Some pool and executor slot/task statsd metrics are always 0
Apache Airflow version
2.6.0
What happened
When queuing up a number of DAGs on a basic Airflow installation (SQLite with SequentialExecutor), a number of statd metrics were only reporting 0 values. This list included:
pool.queued_slots.<pool_name> pool.running_slots.<pool_name> executor.running_tasks
What you think should happen instead
I would expect these metrics to show non 0 values at some point. The webservice UI for the default pool shows running and queued tasks as non 0 values for a few minutes while the queued DAGs are processed.
How to reproduce
I have a fairly simple test DAG
from airflow import DAG
from airflow.operators.bash_operator import BashOperator
from datetime import datetime, timedelta
default_args = {
'owner': 'airflow',
'depends_on_past': False,
'start_date': datetime(2023, 5, 2),
'retries': 1,
'retry_delay': timedelta(minutes=1),
'sla': timedelta(minutes=1),
}
dag = DAG(
'longtask_dag',
default_args=default_args,
description='Example DAG with a task that takes about 2 minutes to execute',
schedule_interval='*/5 * * * *',
)
t1 = BashOperator(
task_id='long_running_task',
bash_command='sleep 120',
dag=dag
)
t2 = BashOperator(
task_id='short_running_task',
bash_command='echo "Short running task"',
dag=dag
)
t2 >> t1
I then queue up about 20 runs of this DAG in the webservice, and start to monitor the statsd output from Airflow (after configuring it).
Operating System
macOS Monterey v12.3.1
Versions of Apache Airflow Providers
apache-airflow-providers-common-sql==1.4.0 apache-airflow-providers-ftp==3.3.1 apache-airflow-providers-http==4.3.0 apache-airflow-providers-imap==3.1.1 apache-airflow-providers-sqlite==3.3.2
Deployment
Virtualenv installation
Deployment details
I for the most part followed the part of the guide to install and run airflow here:
https://www.redhat.com/en/blog/monitoring-apache-airflow-using-prometheus
Anything else
This problem seems to be consistently reproducible.

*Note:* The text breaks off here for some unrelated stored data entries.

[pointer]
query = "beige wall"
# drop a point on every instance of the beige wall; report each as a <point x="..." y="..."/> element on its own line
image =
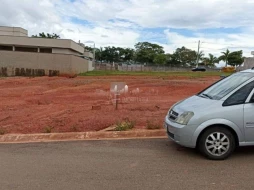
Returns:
<point x="65" y="51"/>
<point x="67" y="64"/>
<point x="13" y="31"/>
<point x="41" y="42"/>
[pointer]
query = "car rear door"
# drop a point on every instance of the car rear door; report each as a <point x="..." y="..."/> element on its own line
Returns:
<point x="249" y="118"/>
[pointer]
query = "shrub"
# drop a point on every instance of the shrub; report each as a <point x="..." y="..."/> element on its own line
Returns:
<point x="48" y="129"/>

There are also some related metrics that I am seeing similar issues with that I have not made an issue for yet:
pool.open_slots.<pool_name> executor.open_slots
These always seem to report the max number of slots (for either pool or executor), even when there are tasks that are running.
Are you willing to submit PR?
- [ ] Yes I am willing to submit a PR!
Code of Conduct
- [X] I agree to follow this project's Code of Conduct
Thanks for opening your first issue here! Be sure to follow the issue template! If you are willing to raise PR to address this issue please do so, no need to wait for approval.
Yes. it would be great for someone to track the exact list and remove those which are 0 - some of them were removed or discussed being removed. Would you want to lead it and implement it @StefanKurek ? If not, I will mark it as "good first issue" amd hopefully someone will.
Hey there @potiuk, I'd love to contribute as a beginner. Can you please assign this to me and also help me as to where I can start to tackle this issue from?
Sorry for such a long response to this. I almost forgot about it because, I only noticed this issue when installing in the way that I mentioned. Once I installed using docker, then I no longer saw this issue FYI
Sorry for such a long response to this. I almost forgot about it because, I only noticed this issue when installing in the way that I mentioned. Once I installed using docker, then I no longer saw this issue FYI
Ah alright, thank you for letting me know :)
I hope you will be able to reproduce it @ItIsOHM :) assigned you
(or even if not - then we might be able to close it if you confirm it's not really reproducible easily)
(or even if not - then we might be able to close it if you confirm it's not really reproducible easily)
Hahaah, i'd like to atleast try and fix this if it's good for a beginner like me :D Any help would be appreciated!
this issue still persist. I'm able to get metric data for executor.running_tasks but not executor.queued_tasks, it's always 0.